Status of the production sites
Since 2011, the BnF has published each year a summary and statistics on national publishing output based on the collections made via legal deposit, including the web archives. In addition to the general analysis, each year has a focus, and for this year it was politics. We compared the web collections relating to three elections: 2007, 2012 and 2017. The three selections were based on the same categories and covered a lot of regions. The analysis confirms our hypothesis: since 2007, videos have become ubiquitous and the use of social networks from blogs to Twitter and Facebook has exploded.
We also measured the percentage of web sites still online. After 10 years, 26% of sites for elections are still on line, 19% redirect to other websites and 55% have disappeared. After 5 years, 44% are sitll online, 22 % redirect and 33% have disappeared. After 1 year, 81% are still on line, 10% redirect and 6% have disappeared. The lifespan of a web site changes a lot but the results show that the other collections (outside electoral collections) are complementary.
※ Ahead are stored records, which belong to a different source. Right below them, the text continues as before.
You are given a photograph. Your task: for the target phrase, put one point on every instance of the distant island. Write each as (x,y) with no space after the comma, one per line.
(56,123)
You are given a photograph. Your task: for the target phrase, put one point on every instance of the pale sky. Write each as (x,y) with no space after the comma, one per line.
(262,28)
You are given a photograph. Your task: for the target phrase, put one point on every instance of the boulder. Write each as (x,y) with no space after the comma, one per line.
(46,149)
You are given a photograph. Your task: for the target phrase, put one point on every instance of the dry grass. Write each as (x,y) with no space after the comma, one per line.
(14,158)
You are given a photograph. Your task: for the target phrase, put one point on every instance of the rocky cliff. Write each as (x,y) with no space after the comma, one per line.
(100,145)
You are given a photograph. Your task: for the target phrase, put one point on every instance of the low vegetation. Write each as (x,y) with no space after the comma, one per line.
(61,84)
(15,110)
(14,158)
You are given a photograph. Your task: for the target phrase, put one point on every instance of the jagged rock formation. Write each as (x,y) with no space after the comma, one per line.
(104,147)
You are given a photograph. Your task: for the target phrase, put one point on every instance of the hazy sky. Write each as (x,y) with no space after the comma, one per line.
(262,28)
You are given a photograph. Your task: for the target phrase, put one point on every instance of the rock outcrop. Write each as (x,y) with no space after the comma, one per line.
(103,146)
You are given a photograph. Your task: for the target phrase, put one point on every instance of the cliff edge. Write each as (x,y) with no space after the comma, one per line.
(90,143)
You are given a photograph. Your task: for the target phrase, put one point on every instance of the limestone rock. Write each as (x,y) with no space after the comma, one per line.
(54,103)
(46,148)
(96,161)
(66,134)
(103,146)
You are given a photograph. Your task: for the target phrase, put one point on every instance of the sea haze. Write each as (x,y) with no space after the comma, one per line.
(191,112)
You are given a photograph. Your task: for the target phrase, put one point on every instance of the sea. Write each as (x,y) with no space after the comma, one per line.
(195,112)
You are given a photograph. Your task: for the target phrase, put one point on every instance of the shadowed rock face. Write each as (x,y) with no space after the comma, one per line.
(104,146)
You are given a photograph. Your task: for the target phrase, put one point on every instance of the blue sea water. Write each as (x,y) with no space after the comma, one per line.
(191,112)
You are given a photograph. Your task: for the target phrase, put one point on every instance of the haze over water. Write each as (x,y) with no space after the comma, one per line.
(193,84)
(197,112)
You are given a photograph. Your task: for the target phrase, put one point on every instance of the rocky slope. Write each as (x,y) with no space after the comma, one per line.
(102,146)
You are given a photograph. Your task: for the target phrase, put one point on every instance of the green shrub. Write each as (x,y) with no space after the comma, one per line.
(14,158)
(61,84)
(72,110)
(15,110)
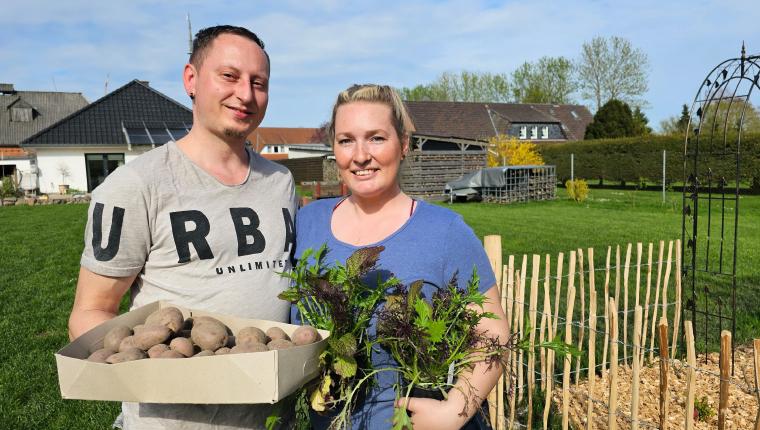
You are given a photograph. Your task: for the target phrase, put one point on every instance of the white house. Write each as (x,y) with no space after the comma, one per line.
(80,150)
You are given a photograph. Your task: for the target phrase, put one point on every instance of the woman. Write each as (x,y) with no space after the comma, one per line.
(370,137)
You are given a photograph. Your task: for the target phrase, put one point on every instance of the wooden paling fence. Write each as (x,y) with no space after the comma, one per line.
(651,273)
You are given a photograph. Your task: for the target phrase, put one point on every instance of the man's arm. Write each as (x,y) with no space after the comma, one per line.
(97,300)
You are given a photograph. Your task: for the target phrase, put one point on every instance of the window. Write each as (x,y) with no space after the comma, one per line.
(99,166)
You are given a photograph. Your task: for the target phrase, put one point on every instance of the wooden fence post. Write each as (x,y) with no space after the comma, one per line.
(606,313)
(492,245)
(625,303)
(677,316)
(532,310)
(691,380)
(583,314)
(656,299)
(725,377)
(635,378)
(646,306)
(612,413)
(756,348)
(664,365)
(591,340)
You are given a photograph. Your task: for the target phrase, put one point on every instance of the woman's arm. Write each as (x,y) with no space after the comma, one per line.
(471,388)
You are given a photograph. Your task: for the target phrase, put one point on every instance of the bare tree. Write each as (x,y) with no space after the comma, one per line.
(612,69)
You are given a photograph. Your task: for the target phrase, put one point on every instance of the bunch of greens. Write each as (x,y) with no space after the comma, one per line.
(434,341)
(336,298)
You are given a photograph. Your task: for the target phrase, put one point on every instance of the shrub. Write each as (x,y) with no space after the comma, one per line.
(7,188)
(577,189)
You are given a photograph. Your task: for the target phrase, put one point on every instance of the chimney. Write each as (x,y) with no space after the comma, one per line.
(7,89)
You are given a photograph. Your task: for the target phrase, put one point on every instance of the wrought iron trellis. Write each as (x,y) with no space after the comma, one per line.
(712,178)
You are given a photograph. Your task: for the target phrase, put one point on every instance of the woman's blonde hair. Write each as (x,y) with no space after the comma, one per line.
(374,93)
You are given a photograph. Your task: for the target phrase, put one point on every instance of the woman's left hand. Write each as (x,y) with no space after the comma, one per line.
(433,414)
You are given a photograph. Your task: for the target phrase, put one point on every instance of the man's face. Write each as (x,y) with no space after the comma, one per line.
(231,87)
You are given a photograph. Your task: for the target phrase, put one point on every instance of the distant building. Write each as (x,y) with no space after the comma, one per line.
(22,114)
(282,143)
(95,140)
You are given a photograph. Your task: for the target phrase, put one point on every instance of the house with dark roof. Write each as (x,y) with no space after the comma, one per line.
(24,113)
(450,139)
(81,149)
(283,143)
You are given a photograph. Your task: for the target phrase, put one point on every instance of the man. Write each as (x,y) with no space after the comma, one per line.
(203,222)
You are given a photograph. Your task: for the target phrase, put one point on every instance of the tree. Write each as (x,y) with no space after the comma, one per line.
(461,87)
(508,151)
(612,69)
(549,80)
(614,119)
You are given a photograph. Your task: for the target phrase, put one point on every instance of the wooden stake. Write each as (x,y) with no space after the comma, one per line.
(725,377)
(591,341)
(492,245)
(606,313)
(677,316)
(691,381)
(532,354)
(549,373)
(756,349)
(646,305)
(625,304)
(568,340)
(656,298)
(664,365)
(583,314)
(635,377)
(612,413)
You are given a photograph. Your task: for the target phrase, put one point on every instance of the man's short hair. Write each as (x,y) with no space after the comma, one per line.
(206,36)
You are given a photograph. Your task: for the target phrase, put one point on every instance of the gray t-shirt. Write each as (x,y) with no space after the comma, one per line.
(197,243)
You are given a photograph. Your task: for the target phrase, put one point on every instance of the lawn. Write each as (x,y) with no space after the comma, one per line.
(40,249)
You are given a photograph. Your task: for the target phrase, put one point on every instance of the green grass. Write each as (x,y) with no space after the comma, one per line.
(40,249)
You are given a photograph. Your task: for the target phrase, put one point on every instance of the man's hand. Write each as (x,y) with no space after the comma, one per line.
(97,300)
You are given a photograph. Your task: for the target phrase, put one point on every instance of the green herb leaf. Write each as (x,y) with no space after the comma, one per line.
(344,345)
(345,366)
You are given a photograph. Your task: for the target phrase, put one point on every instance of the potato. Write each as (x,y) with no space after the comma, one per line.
(130,354)
(170,317)
(170,353)
(275,333)
(305,335)
(156,350)
(151,335)
(209,335)
(101,355)
(127,343)
(249,347)
(279,344)
(114,337)
(250,335)
(183,346)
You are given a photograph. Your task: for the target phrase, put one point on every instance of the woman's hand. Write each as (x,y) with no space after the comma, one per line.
(434,414)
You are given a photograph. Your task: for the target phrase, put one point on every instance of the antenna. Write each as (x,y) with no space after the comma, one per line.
(189,36)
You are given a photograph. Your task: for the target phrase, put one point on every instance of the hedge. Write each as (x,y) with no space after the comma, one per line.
(632,159)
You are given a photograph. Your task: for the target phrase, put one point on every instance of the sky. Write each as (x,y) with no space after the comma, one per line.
(320,47)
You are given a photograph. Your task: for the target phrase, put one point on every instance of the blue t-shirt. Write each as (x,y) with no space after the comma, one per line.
(432,245)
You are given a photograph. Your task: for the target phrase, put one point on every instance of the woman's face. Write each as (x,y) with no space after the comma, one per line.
(367,148)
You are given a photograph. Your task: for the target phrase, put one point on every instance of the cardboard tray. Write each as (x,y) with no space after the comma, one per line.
(262,377)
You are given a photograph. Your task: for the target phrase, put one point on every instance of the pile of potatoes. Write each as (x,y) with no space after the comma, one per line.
(167,334)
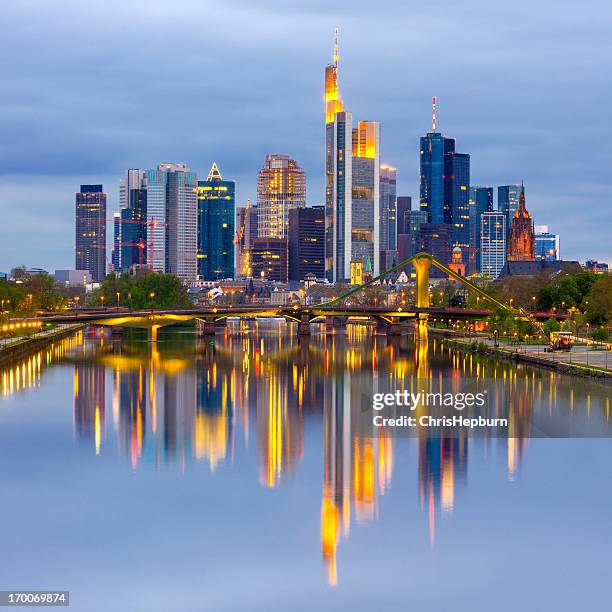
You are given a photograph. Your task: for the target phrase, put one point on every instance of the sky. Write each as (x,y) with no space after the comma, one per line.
(91,89)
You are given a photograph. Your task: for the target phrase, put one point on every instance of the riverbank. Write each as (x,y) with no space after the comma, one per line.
(576,364)
(22,347)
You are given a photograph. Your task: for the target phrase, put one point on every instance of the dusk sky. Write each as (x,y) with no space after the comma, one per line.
(92,88)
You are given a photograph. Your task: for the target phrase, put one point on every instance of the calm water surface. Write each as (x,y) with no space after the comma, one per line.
(232,476)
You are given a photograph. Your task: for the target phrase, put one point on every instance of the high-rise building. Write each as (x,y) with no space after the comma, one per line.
(90,235)
(269,259)
(522,235)
(388,208)
(216,217)
(547,244)
(507,202)
(492,243)
(281,186)
(445,180)
(481,201)
(437,240)
(246,232)
(352,190)
(116,252)
(306,242)
(172,219)
(134,232)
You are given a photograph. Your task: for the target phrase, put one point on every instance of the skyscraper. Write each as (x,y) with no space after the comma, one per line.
(134,232)
(388,208)
(90,235)
(216,217)
(507,202)
(246,232)
(306,242)
(172,219)
(445,180)
(281,186)
(492,243)
(547,244)
(522,235)
(352,190)
(481,201)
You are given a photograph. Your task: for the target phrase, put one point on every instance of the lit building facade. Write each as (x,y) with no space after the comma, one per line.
(134,232)
(172,220)
(216,223)
(90,231)
(270,260)
(507,202)
(522,235)
(281,186)
(352,189)
(306,242)
(547,244)
(492,243)
(388,208)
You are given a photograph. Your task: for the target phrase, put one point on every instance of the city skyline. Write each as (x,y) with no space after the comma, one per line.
(506,138)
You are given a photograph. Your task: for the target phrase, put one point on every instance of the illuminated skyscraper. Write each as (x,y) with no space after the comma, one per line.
(281,186)
(216,206)
(90,231)
(547,244)
(522,235)
(172,219)
(352,190)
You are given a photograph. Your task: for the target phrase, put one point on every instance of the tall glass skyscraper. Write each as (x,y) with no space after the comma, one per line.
(507,202)
(281,186)
(492,243)
(352,190)
(547,244)
(216,222)
(90,231)
(172,219)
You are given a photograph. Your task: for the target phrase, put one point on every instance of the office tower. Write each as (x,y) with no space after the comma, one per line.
(90,226)
(133,179)
(436,239)
(492,243)
(365,196)
(116,252)
(269,259)
(388,208)
(281,186)
(216,217)
(507,202)
(352,189)
(172,219)
(134,232)
(445,180)
(481,201)
(246,232)
(306,242)
(522,235)
(547,244)
(404,206)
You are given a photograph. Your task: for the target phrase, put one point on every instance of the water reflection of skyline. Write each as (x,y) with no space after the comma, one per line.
(187,400)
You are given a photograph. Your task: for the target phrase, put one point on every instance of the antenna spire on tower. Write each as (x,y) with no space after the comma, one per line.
(433,114)
(337,31)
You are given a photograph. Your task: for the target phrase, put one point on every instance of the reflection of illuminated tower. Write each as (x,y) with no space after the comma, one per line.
(280,431)
(90,402)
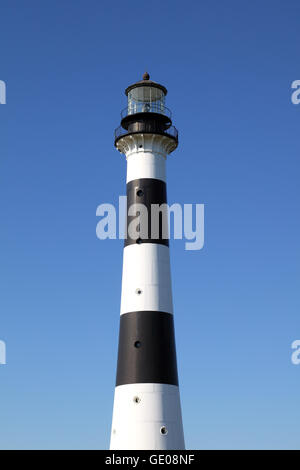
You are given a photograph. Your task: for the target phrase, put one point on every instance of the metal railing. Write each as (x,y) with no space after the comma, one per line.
(170,132)
(135,108)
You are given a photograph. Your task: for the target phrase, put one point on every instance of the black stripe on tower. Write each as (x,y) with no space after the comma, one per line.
(147,352)
(146,191)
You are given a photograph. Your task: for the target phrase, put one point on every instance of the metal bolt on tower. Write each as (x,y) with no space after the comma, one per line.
(147,412)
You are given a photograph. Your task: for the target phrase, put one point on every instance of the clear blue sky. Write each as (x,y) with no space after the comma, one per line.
(228,67)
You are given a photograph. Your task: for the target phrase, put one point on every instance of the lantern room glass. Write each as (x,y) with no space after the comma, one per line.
(146,99)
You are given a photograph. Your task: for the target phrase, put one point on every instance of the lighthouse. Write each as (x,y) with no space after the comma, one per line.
(147,410)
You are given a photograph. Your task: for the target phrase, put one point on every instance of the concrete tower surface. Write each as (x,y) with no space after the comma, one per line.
(147,412)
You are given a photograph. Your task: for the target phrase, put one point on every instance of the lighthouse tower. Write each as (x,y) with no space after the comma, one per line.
(147,412)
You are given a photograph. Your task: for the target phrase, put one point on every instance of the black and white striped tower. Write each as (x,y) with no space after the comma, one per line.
(147,412)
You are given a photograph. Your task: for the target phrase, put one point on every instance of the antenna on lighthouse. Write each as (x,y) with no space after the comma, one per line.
(147,411)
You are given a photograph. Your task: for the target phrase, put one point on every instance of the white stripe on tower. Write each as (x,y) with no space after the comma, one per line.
(147,412)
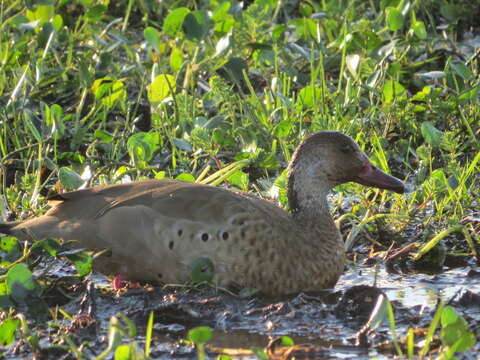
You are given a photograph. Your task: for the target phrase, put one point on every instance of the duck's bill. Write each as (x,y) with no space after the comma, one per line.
(372,176)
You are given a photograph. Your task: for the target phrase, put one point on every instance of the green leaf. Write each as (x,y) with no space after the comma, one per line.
(233,69)
(174,21)
(309,96)
(176,60)
(182,144)
(20,283)
(195,25)
(287,341)
(394,18)
(152,36)
(103,136)
(419,30)
(69,178)
(142,146)
(123,352)
(239,179)
(449,316)
(393,91)
(96,12)
(51,246)
(7,331)
(200,334)
(109,91)
(431,134)
(462,70)
(221,11)
(10,249)
(42,14)
(29,124)
(163,86)
(83,263)
(451,11)
(202,269)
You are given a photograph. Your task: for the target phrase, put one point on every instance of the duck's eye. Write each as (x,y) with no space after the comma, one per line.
(346,148)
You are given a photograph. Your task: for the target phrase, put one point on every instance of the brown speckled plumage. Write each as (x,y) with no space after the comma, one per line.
(157,228)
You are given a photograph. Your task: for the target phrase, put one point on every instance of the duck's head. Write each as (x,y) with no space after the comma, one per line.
(329,158)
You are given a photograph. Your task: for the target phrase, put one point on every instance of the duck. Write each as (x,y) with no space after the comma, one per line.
(156,229)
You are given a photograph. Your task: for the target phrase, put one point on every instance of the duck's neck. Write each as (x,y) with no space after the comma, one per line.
(307,201)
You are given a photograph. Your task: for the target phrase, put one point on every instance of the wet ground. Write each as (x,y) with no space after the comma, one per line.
(327,323)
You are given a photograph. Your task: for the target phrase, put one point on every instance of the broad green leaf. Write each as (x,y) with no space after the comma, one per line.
(200,334)
(161,88)
(103,136)
(69,178)
(287,341)
(152,36)
(83,263)
(10,249)
(7,331)
(284,128)
(174,21)
(123,352)
(449,316)
(462,70)
(29,124)
(352,64)
(223,44)
(142,146)
(57,22)
(109,91)
(51,246)
(431,134)
(176,60)
(233,69)
(419,30)
(42,14)
(239,179)
(20,282)
(195,25)
(221,11)
(182,144)
(96,12)
(393,91)
(394,18)
(310,96)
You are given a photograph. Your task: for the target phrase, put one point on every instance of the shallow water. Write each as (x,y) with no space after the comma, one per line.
(327,322)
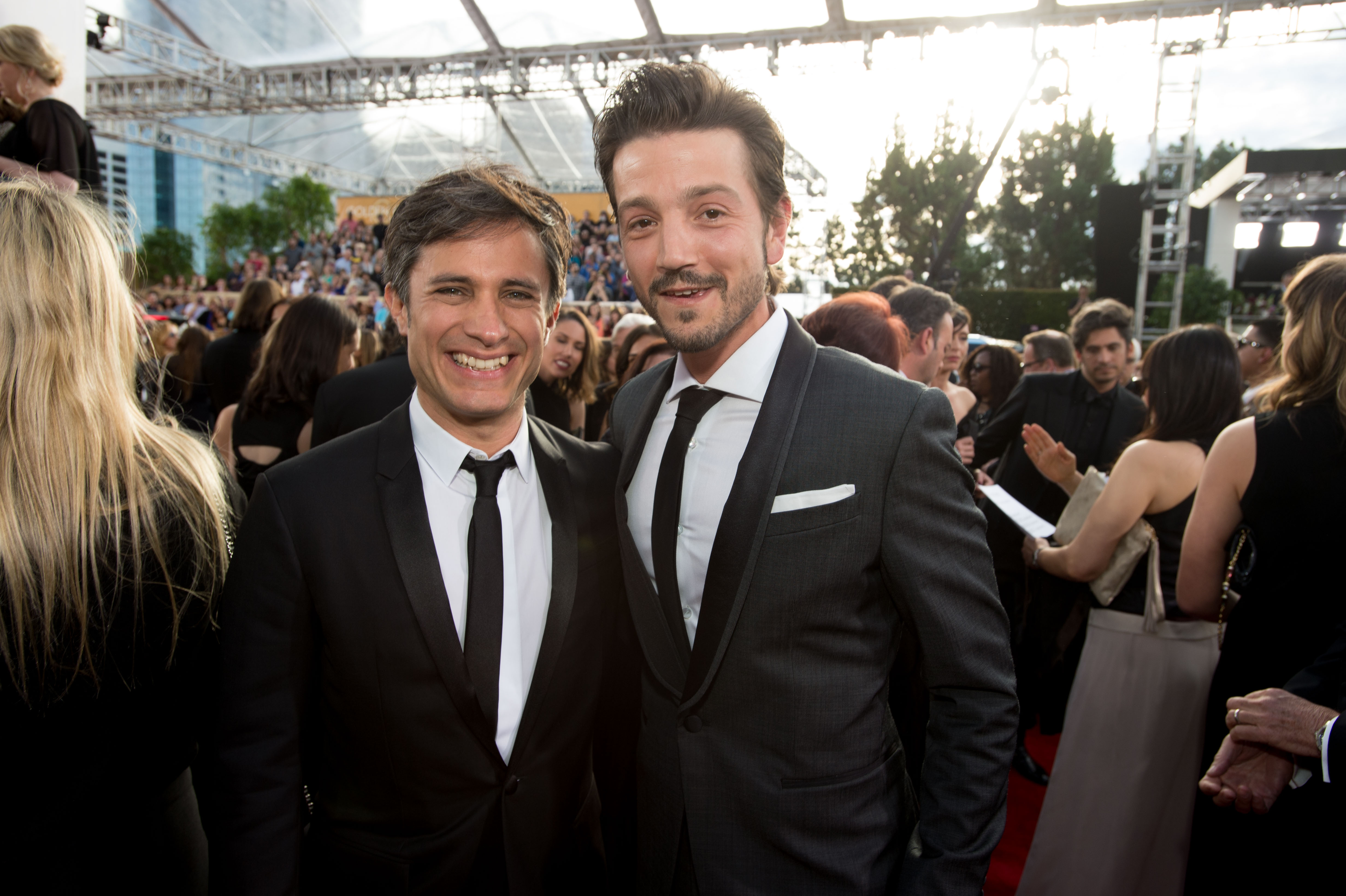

During May, a placement student worked on the scope of the broad and focused crawls in view of the legal definition of the French domain. With 4.5 million sites, the BnF covers less than 60% of the French web. To be more representative, BnF must extend its contacts to other registers, especially those with generic TLDs. We hope to contact the company Gandi to obtain their list of sites and improve the coverage. For the focused crawl, it is suggested that selection must be related to how the web is used and not only the traditional collections, and also that new ways of selection can help, such as more cooperation with librarians, researchers... In addition, more legal clarification is needed relating to the harvest of social networks: for the moment the BnF only crawls accounts and some hashtags of public figures or organisations. Finally, the study proposes to document the dynamics of sites through filmed tutorials, especially when there are technical difficulties for the crawler.